UN: Mediterranean migrant fatalities top 2,500 this year

UN: Mediterranean migrant fatalities top 2,500 this year

More than 2,500 people have died trying to make the journey across the Mediterranean to Europe so far in 2016, the UN has said, a sharp jump from the same period last year.

At the same time about 204,000 migrants and refugees have crossed the Mediterranean since January, a figure that has also climbed acutely.

In the past week alone, at least 880 people have died in a series of shipwrecks, the United Nations refugee agency (UNHCR) said, citing information from survivors who made it to Italy, the Guardian.

“I emphasize that that figure is a conservative estimate,” the UNHCR spokesman William Spindler told reporters on Tuesday.

Spindler warned that “2016 is proving to be particularly deadly”, saying that during the first five months of 2015, the death toll stood at 1,855, while the number during the same period in 2014 was 57.

The number of arrivals is more than double the nearly 92,000 who landed on the continent’s shores during the first five months of 2015, according to the International Organization for Migration, although more than 1 million made the trip by the end of last year.

Three-quarters of those who have arrived in Europe so far in 2016 landed in Greece before the end of March – most of them refugees fleeing conflicts in Syria and Afghanistan.
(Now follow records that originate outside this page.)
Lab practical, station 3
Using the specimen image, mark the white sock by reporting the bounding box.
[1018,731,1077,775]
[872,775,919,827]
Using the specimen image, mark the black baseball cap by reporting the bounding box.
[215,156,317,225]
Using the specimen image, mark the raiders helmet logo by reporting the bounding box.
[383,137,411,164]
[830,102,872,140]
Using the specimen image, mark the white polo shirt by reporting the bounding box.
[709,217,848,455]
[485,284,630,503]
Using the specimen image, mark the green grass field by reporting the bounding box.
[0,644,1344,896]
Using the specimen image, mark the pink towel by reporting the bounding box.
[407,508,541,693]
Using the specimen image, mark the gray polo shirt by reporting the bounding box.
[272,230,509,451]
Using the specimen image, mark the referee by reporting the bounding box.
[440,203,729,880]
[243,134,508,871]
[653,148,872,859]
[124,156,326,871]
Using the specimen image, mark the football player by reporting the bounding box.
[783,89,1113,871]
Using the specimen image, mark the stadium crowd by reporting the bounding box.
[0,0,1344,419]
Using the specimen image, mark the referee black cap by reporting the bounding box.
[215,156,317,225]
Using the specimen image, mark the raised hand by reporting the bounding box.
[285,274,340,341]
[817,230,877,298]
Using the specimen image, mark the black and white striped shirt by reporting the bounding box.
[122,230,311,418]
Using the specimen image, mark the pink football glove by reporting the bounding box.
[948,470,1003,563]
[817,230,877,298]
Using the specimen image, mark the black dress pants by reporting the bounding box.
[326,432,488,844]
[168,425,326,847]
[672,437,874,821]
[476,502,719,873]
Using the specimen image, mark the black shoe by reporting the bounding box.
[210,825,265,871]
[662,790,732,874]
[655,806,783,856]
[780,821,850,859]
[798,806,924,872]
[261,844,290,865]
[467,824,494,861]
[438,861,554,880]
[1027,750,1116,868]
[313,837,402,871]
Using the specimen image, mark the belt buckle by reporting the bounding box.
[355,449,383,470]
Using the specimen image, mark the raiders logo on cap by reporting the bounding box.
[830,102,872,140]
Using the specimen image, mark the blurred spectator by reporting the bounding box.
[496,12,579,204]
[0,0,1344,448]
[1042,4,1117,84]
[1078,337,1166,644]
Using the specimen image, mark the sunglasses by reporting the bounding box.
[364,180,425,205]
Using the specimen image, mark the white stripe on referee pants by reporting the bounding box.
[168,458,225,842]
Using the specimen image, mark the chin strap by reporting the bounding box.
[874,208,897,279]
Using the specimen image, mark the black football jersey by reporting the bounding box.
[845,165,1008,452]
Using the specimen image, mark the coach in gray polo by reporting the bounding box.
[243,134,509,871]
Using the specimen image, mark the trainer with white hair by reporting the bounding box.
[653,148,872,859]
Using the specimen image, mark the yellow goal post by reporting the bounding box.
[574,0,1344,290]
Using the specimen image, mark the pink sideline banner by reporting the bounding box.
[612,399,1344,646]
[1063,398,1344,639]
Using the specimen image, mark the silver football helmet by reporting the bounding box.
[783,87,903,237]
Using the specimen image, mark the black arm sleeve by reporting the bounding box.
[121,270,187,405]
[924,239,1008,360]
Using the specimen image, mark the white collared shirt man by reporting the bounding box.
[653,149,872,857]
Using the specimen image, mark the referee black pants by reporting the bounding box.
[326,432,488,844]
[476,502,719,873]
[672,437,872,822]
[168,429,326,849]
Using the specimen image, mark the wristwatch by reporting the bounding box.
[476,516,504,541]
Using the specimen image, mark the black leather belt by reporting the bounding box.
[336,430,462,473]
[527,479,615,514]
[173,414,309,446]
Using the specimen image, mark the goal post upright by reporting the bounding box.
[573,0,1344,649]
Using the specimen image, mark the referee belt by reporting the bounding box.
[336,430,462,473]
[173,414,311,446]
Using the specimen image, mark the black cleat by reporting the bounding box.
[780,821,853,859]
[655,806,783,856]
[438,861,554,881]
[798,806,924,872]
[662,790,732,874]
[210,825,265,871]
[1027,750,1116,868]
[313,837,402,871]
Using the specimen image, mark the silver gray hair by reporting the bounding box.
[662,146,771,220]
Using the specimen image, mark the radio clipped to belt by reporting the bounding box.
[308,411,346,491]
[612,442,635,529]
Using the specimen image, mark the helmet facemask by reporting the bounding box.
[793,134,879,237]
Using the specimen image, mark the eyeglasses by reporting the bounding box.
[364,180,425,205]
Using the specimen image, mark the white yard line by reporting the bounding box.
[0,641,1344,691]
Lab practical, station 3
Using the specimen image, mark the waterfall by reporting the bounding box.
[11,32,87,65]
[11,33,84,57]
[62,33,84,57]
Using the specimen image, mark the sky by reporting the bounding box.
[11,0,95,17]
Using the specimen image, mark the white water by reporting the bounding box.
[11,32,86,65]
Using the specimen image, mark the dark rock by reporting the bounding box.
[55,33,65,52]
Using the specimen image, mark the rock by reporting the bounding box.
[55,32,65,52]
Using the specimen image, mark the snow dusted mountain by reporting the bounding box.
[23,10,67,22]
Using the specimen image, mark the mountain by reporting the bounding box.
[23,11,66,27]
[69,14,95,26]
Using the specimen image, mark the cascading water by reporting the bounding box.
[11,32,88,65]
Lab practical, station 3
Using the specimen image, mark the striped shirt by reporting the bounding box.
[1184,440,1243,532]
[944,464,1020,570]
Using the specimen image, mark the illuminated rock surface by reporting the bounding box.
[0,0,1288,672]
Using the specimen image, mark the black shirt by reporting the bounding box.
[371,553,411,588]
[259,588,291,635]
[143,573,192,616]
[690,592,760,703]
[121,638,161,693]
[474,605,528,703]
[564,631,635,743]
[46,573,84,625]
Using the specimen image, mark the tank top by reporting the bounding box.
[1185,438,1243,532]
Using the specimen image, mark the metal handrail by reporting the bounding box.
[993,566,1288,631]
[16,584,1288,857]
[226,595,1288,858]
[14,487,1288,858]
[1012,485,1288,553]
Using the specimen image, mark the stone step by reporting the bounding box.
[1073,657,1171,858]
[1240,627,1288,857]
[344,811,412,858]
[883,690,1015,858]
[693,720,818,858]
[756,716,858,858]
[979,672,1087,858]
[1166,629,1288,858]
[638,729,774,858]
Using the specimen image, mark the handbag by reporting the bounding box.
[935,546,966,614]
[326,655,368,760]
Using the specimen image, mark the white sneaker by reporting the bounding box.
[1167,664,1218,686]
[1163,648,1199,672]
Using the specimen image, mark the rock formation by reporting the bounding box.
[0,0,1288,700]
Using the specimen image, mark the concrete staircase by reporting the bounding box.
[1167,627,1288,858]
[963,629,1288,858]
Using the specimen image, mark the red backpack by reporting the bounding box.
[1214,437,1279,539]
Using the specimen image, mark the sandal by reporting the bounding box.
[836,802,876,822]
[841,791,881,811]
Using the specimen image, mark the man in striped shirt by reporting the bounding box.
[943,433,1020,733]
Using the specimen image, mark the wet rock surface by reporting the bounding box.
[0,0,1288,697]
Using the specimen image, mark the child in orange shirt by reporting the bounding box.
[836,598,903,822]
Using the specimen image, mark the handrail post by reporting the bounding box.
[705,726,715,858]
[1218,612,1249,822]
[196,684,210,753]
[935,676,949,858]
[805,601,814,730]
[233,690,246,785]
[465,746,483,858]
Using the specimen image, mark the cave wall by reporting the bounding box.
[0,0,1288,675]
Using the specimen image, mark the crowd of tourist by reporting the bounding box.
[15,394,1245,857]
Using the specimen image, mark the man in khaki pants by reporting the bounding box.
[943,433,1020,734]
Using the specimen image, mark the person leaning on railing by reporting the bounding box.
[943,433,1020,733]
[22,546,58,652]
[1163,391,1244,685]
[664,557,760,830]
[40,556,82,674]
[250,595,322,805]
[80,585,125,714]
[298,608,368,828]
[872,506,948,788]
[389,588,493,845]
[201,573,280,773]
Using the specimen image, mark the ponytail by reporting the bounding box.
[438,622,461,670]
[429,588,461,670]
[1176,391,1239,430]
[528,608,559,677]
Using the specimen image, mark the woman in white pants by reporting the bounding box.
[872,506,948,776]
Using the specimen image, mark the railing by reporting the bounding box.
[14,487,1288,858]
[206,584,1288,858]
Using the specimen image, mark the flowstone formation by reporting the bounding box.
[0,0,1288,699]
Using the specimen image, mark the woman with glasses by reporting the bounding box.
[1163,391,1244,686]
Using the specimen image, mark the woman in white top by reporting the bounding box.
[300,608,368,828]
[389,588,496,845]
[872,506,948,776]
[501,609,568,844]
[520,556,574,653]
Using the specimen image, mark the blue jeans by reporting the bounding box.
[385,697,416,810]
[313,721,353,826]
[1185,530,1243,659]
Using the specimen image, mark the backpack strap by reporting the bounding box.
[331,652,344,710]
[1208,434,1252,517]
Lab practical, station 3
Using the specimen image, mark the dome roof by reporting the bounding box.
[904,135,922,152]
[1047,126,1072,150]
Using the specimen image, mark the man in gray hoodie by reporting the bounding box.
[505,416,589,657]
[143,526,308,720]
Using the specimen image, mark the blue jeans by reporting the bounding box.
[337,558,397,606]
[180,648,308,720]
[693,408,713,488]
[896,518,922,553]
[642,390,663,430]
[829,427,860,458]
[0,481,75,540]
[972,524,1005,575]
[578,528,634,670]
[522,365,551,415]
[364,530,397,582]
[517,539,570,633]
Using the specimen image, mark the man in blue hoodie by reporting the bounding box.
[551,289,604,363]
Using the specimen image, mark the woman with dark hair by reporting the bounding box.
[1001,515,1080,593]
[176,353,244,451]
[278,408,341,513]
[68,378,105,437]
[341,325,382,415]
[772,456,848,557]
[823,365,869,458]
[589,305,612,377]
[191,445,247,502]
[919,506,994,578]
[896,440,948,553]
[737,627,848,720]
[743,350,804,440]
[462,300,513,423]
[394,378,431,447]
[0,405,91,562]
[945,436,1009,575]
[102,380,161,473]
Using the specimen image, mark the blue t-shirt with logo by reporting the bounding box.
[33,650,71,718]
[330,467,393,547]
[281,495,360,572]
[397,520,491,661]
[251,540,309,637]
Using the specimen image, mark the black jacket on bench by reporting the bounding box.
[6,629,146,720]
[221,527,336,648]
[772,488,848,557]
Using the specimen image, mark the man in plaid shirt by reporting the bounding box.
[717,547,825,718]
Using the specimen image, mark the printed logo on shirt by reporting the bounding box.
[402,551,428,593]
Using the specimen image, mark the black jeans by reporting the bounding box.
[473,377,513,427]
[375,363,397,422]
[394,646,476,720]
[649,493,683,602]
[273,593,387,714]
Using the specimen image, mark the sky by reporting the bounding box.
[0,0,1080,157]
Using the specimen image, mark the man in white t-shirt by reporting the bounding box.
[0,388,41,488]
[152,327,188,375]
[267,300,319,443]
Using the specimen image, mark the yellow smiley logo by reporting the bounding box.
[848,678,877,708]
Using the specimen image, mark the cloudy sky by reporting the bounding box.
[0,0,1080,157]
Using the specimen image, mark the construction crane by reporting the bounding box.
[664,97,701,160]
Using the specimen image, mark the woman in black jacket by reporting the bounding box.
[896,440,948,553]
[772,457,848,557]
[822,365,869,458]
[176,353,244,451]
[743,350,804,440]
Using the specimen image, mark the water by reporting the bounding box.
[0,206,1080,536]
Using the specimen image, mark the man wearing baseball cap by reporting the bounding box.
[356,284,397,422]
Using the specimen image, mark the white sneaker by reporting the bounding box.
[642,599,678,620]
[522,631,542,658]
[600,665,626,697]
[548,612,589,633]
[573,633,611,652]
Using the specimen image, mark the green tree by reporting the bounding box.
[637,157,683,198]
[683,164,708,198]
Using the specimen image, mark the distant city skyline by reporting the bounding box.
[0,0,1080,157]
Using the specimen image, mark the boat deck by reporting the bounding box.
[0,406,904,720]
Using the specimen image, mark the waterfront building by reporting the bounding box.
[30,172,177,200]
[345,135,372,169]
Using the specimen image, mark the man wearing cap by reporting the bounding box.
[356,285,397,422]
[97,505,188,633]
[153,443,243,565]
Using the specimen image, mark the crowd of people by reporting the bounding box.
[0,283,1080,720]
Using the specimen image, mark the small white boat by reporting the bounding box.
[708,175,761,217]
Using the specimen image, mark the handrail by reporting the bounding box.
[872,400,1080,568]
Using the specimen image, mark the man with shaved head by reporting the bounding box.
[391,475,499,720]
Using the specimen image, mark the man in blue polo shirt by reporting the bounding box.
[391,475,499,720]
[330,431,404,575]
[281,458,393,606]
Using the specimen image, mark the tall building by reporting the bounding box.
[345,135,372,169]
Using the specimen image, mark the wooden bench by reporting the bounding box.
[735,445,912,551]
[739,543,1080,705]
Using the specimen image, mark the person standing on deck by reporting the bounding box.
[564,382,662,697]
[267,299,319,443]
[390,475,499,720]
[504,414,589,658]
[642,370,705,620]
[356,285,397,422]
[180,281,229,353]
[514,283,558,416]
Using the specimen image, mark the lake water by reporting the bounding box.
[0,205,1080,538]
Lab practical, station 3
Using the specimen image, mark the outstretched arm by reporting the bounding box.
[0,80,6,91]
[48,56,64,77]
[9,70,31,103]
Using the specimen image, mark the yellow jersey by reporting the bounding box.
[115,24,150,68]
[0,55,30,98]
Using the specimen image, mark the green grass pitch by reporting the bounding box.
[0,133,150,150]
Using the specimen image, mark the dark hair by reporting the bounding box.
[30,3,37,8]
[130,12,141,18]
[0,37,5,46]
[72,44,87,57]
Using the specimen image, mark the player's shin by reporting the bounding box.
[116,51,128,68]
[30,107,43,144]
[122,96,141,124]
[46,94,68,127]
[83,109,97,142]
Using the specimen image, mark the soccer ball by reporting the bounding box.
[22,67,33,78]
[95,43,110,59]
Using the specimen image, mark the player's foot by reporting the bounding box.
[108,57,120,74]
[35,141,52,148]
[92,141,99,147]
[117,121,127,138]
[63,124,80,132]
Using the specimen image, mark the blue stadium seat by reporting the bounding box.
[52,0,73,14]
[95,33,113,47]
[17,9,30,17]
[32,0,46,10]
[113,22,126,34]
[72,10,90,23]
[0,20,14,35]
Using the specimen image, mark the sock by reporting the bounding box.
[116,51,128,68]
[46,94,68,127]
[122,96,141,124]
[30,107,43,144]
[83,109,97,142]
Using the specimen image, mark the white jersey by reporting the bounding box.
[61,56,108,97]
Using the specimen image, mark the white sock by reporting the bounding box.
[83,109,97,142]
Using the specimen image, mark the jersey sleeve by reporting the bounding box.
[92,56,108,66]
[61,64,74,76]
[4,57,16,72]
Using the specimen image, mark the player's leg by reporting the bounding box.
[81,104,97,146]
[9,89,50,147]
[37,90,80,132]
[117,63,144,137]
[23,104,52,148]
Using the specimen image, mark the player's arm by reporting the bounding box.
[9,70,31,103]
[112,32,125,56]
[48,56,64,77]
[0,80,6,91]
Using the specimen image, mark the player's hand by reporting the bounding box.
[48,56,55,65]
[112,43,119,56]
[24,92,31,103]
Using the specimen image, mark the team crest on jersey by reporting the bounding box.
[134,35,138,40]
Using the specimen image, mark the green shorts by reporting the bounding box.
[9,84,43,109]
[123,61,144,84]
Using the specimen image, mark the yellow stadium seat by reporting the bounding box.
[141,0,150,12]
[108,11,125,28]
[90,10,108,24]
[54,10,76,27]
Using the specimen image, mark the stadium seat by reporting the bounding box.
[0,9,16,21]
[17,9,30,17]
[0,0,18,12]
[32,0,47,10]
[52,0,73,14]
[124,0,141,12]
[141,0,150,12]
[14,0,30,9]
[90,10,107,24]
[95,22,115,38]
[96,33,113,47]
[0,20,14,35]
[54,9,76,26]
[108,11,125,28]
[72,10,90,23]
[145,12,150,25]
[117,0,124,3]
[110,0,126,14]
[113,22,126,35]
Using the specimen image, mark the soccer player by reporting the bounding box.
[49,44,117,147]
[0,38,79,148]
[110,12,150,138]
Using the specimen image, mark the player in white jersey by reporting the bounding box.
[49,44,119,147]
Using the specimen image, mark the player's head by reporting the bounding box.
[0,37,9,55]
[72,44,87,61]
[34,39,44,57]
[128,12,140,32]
Arrivals to Greece, however, fell sharply after the EU entered a controversial deal in March with Turkey to stem the flow of migrants.

Meanwhile, 46,714 people have arrived in Italy since the beginning of the year, about the same number as during the first five months of 2015, UNHCR said.

Counting all routes across the Mediterranean, Spindler said the odds of dying while trying to cross to Europe were now one in 81.

The route between Libya and Italy, which is far longer than the one between Turkey and Greece, has proven particularly deadly, with 2,119 of all deaths registered this year along that route. Nearly all of those travelling on this route are from sub-Saharan Africa, particularly Nigeria and Gambia, as well as Somalia and Eritrea.

Spindler warned that the risk of dying on that route was now one in 23.

The boats taking this route tend to be far more crowded, he explained, often carrying 600 or more passengers and sometimes being towed by larger fishing boats, which Spindler said was very dangerous.

A number of small children reportedly drowned in the boat accidents over the past week, as thousands continue to attempt the sea crossing to Europe in rickety vessels from the Middle East and Africa. UNHCR described desperate situations at the weekend, with 47 people still missing after one incident where a raft carrying 125 people from Libya deflated.